- Written by Ayla Mullen, Springhouse Faculty and Adult Programming Participant -
In The Hidden Life of Trees: What They Feel, How They Communicate-- Discoveries from A Secret World, Peter Wollheben describes the hidden networks of communication, connection, and mutual support which carry messages, nutrients, and energy-giving sugars between trees in a healthy, undisturbed forest ecosystem. The root systems of the trees are interwoven underground, and recent studies have uncovered the way the forest will support a sick or injured tree to aid its recovery, or spread warnings to defend against insect attacks. Commercially planted forests lack this web of direct interconnection, and their resilience to weather storms, pests, and draught is much less than their healthy, undisturbed counterparts.
These descriptions of a healthy and unhealthy forest struck me immediately, and one of my first thoughts was: “This is what Springhouse Community School is doing!” - working to re-build the networks of interconnection, communication and mutual support that underlie any community’s resilience, health, and wholeness.
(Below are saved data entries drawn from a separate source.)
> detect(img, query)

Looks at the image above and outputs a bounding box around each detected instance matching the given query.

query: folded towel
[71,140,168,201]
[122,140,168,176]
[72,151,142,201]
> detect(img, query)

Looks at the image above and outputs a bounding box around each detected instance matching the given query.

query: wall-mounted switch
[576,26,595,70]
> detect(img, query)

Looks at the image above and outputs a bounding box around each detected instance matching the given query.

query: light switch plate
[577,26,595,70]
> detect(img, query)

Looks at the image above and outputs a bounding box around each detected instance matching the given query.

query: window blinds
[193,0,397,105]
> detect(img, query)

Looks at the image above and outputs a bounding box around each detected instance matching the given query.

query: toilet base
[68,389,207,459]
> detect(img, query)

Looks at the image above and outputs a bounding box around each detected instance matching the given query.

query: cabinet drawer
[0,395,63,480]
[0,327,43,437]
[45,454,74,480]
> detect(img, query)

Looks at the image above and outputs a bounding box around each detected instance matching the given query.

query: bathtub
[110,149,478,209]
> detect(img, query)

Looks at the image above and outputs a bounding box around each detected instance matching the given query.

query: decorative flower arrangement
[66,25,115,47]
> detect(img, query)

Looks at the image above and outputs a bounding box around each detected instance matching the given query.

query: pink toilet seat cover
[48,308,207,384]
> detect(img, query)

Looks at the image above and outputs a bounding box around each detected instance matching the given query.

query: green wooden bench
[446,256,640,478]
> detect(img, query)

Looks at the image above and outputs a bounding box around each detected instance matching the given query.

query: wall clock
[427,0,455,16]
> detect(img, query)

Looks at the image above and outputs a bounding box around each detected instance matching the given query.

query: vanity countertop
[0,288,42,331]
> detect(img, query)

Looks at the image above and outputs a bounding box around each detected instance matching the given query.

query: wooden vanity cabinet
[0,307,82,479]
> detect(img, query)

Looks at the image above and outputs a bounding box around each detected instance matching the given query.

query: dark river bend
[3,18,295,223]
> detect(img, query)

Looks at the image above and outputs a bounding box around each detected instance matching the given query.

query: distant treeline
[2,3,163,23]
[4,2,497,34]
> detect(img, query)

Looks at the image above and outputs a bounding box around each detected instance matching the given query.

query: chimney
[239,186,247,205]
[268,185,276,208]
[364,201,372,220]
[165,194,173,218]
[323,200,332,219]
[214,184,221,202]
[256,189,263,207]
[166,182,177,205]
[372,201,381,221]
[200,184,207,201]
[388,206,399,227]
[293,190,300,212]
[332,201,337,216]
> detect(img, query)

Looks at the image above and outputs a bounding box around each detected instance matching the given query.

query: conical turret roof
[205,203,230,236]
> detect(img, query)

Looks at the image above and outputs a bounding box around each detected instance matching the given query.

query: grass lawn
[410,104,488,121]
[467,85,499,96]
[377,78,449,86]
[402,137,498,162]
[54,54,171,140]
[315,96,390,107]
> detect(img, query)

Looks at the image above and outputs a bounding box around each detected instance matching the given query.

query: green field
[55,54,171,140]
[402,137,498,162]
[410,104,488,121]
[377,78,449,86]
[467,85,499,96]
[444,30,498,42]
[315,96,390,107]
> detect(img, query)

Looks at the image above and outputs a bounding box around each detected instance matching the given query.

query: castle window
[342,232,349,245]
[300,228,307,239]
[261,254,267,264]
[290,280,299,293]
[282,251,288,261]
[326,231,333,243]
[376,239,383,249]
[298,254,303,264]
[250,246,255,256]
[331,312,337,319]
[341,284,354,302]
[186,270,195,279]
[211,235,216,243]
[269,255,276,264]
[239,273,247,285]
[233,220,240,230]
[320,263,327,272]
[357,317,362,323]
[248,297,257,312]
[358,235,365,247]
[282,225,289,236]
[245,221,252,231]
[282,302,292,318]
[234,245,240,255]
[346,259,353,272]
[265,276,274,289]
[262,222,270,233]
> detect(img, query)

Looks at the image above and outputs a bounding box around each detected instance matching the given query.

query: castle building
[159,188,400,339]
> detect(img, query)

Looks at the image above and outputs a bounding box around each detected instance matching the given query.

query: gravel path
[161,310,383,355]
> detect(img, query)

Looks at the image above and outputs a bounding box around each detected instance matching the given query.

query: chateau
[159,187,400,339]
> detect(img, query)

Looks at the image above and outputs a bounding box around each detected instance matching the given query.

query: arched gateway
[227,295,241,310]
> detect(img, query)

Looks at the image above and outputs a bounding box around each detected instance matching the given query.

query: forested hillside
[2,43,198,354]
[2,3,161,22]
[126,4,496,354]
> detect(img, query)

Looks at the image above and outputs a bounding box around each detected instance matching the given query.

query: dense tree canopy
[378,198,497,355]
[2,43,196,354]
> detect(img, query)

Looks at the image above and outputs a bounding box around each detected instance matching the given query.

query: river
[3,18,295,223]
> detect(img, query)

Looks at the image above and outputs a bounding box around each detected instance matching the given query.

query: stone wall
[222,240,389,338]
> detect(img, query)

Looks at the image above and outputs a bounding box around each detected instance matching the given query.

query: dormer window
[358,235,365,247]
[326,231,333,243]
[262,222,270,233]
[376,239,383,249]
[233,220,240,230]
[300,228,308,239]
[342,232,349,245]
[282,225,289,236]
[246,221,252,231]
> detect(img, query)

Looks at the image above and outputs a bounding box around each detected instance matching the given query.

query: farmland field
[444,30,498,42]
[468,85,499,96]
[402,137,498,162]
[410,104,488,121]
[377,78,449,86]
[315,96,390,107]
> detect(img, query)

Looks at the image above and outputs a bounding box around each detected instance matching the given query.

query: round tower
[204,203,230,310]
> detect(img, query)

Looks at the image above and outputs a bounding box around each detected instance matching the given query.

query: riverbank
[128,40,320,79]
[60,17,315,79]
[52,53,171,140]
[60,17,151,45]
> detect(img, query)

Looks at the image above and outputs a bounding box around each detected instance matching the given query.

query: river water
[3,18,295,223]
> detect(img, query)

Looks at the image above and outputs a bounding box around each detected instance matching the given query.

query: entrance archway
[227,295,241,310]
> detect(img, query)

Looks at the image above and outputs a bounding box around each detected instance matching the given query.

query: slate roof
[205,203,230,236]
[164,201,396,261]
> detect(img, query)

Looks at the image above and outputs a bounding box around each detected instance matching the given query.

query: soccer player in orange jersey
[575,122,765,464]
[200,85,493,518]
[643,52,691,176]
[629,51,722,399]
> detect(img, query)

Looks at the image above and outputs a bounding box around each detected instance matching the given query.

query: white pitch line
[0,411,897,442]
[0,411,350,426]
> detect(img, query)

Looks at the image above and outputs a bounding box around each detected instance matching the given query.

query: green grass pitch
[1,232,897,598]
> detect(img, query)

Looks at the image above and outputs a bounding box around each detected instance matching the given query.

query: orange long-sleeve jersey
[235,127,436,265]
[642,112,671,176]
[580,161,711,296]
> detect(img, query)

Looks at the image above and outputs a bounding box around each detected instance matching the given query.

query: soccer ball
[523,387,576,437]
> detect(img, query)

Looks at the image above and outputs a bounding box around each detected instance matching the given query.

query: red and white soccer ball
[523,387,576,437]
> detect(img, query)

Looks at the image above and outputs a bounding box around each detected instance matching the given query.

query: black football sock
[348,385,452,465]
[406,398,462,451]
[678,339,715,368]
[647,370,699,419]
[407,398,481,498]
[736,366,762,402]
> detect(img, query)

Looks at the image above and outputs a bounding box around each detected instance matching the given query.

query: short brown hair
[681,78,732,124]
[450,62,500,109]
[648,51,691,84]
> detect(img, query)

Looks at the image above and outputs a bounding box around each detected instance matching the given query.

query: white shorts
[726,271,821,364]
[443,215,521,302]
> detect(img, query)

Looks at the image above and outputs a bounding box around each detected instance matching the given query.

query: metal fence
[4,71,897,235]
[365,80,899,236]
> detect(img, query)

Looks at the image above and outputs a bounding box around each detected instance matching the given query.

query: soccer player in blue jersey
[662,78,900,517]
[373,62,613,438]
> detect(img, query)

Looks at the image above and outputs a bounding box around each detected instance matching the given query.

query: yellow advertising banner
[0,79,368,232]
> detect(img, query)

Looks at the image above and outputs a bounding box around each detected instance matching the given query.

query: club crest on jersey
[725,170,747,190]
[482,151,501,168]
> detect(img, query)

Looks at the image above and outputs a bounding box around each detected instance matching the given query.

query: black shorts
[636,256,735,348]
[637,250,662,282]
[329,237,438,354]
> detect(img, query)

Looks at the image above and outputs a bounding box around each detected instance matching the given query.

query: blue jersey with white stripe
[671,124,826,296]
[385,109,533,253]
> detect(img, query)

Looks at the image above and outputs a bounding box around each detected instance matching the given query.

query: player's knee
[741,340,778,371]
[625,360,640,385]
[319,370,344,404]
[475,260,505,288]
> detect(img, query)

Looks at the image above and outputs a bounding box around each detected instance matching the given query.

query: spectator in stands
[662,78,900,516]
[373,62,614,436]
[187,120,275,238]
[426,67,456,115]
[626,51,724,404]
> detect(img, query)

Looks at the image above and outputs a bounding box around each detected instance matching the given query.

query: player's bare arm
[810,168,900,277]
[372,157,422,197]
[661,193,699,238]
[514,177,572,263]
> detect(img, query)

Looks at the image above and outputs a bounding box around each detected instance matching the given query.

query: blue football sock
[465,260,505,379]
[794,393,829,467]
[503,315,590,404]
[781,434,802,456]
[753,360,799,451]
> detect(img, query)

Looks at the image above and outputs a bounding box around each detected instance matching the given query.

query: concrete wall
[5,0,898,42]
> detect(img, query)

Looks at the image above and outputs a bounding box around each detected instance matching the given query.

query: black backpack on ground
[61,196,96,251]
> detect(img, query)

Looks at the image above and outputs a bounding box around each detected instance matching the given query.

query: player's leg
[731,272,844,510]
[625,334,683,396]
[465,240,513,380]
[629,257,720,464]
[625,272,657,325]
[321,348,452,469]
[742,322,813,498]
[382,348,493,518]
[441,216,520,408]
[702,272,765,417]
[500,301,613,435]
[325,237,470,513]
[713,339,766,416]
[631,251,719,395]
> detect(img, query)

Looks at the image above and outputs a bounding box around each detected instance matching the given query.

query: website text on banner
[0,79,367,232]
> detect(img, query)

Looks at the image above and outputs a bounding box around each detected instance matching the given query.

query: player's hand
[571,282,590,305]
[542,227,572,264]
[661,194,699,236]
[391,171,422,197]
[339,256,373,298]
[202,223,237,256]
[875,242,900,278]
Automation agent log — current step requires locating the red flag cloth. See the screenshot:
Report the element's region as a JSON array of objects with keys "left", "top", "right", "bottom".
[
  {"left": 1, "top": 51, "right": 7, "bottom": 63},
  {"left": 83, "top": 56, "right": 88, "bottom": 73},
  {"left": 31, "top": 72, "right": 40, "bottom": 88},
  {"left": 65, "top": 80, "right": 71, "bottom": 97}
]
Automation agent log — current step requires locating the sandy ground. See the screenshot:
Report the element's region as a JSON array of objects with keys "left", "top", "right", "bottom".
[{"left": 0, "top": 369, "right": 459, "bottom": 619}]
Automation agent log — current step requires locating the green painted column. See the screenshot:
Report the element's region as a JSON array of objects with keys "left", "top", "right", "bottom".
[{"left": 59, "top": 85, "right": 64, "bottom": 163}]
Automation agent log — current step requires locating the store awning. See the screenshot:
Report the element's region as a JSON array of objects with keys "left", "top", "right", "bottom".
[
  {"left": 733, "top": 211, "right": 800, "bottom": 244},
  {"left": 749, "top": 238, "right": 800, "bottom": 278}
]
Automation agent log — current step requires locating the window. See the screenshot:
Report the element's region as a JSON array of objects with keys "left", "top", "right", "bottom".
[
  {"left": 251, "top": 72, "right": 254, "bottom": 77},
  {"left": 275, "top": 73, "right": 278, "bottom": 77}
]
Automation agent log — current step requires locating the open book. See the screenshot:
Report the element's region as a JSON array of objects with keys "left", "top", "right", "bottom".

I have ascribed to the values of individualism and independence for as long as I can remember and lived much of my life stubbornly trying to “do it all myself.” Not only have my successes and achievements been lonely, but my times of struggle have been overwhelming and extremely challenging. I was one of the “antisocial” trees, as Peter Wollheben calls them - cut off from true community and the stability that comes with connection. My involvement with Springhouse, starting with the Well Program, could be described as the slow growing and entwining of my root system with that of the forest that is my community. I am learning how to connect with love, trust, and honesty to the people and places in my life. I am learning how to lean on my community and ask for support when I need it and how to give my own skills and gifts back to my community, to strengthen the networks of connection that we all depend on, and to support and nurture others when they ask for help. Sometimes being part of community can feel extremely vulnerable to me, but in community I also feel the most alive.
There is a difference between surviving and living. An antisocial tree can survive for many centuries, shaped and gnarled by the struggle against storms, pests, and the limitations of nutrient and water access. But a healthy forest ecosystem thrums and gurgles with life for generation upon generation. Mature adult trees nurture and feed their seedlings, who are too small and shaded to feed themselves through photosynthesis, through their interconnected root network. Trees growing in water or nutrient-rich conditions share their abundance with their struggling neighbors. The stumps of long-dead trees are often kept green and alive for hundreds of years after they stop growing their own leaves, because their neighbors and community provide them with energy and nutrients root-to-root. The forest thrives, and individual trees within it live long, healthy lives. I believe the work that Springhouse does is actively re-generating this invisible web of interconnection between us, building a vibrant, resilient, whole community of people who can live and work and celebrate together. After reading Peter Wollheben’s book, I now picture the Springhouse community as a forest, where each individual tree can delve deeper with its roots, and reach higher with its trunk and branches, because of the strength and support of the forest as a larger whole.